The OCI AI Language service is one of the new set of AI Services and it can provide valuable capabilities in the context of the OIC. I wrote about the language AI service in this post.
There are plenty of use cases where OIC could potentially benefit from AI Services, anomaly detection being an obvious one, but also language with the ability to detect sentiment, detect language and extract key words from text.
This post will focus for now on the technical side of setting this up in OIC. Later on I will bring more posts focusing on specific use cases.
Step 1: Create a Connection
This is similar to other Connections, like Object Storage and Functions.
The connection URL can be found here.
And here the usual required configuration details, like the OCID’s for user and tenancy, and the PrivateKey + Fingerprint. I covered this more in detail in previous posts (here). All the info is available in the documentation.

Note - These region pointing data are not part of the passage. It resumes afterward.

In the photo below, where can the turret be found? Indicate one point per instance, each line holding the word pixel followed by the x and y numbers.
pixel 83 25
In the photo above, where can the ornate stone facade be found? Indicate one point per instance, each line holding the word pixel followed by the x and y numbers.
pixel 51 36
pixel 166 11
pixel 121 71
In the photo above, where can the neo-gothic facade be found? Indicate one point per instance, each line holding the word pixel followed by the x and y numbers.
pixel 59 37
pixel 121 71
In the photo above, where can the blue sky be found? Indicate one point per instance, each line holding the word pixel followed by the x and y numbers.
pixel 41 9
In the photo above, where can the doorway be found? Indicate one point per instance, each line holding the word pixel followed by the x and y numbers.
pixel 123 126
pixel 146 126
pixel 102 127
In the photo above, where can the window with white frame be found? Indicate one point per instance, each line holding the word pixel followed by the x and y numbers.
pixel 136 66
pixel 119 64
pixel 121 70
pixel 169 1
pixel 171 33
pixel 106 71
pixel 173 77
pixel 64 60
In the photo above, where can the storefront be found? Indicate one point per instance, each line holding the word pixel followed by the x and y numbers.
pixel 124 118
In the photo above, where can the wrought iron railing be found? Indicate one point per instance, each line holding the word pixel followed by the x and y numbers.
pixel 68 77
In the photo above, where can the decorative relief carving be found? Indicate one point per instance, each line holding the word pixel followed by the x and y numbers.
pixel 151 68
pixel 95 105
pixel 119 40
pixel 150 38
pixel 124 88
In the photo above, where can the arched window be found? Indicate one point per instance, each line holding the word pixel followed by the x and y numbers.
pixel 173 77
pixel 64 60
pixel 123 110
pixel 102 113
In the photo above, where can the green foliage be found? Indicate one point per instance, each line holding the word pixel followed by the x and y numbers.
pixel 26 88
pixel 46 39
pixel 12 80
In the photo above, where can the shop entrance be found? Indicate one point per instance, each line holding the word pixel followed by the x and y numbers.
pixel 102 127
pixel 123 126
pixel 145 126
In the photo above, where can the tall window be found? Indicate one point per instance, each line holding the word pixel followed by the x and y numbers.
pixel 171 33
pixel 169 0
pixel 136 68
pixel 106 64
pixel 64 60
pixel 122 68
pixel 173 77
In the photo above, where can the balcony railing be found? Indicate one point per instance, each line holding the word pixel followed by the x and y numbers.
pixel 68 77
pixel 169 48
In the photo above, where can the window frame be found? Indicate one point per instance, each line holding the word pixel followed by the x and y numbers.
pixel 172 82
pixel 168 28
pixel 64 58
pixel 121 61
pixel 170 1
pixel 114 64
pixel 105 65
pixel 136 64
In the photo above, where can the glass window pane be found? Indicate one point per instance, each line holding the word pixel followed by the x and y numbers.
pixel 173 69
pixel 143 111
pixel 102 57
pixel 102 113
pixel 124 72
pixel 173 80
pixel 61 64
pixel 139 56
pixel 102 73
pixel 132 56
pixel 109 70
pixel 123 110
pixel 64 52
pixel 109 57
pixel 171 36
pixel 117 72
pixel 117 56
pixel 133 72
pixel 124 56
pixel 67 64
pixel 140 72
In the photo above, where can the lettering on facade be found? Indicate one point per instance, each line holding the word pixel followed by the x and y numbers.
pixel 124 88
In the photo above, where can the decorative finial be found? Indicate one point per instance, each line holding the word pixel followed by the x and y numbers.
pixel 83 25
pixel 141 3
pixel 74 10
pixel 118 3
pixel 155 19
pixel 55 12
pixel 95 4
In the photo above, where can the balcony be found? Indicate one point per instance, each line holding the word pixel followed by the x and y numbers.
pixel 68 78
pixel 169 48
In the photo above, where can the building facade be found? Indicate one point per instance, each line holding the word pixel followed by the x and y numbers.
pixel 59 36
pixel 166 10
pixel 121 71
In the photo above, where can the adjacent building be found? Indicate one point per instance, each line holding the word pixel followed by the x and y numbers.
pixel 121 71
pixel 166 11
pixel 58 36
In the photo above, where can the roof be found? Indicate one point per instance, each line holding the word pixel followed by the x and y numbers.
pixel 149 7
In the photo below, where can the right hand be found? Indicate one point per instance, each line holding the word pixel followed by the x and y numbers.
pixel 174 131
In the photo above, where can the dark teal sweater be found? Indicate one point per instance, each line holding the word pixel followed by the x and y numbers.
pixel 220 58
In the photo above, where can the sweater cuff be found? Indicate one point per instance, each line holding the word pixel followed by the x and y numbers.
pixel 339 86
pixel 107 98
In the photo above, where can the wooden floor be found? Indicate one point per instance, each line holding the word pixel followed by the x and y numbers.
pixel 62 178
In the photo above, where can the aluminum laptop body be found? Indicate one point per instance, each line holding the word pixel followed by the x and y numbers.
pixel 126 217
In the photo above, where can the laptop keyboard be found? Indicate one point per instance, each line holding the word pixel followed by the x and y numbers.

Step 2 : Create an Integration (Trigger)
For this example I will create an AppDriven Integration that takes a text as input, calls the AI Service for language detection (the simplest of all) and returns the result.
The input is only a text element.
{"text":"text"}
For the response I want some details about the DetectLanguage result, hence I will return exactly what the AI Service returns.
{
"languages": [
{
"name": "English",
"code": "en",
"score": 0.999992405558998
}
]
}
Step 3 : Call the AI Service
Now we drag the connection created on step 1.
The request and response are defined in the API documentation.
The input is only a text element.
{"text":"text"}
The response sample can be found in the documentation. It took mine from a POSTMAN response.
{
"languages": [
{
"name": "English",
"code": "en",
"score": 0.999992405558998
}
]
}
Ste 4: Mapping
This is pretty straightforward.
And below we map 1-1 the CallAILanguage response to the output.
Test
Ok, let’s put this to the test!
And with another language!
Notes:
The language service has several capabilities, like Sentiment Analysis, Key-Phrases extraction, Text-Classification etc. This was just a simple example on how to configure everything. In the upcoming posts I will cover some use cases that use these services.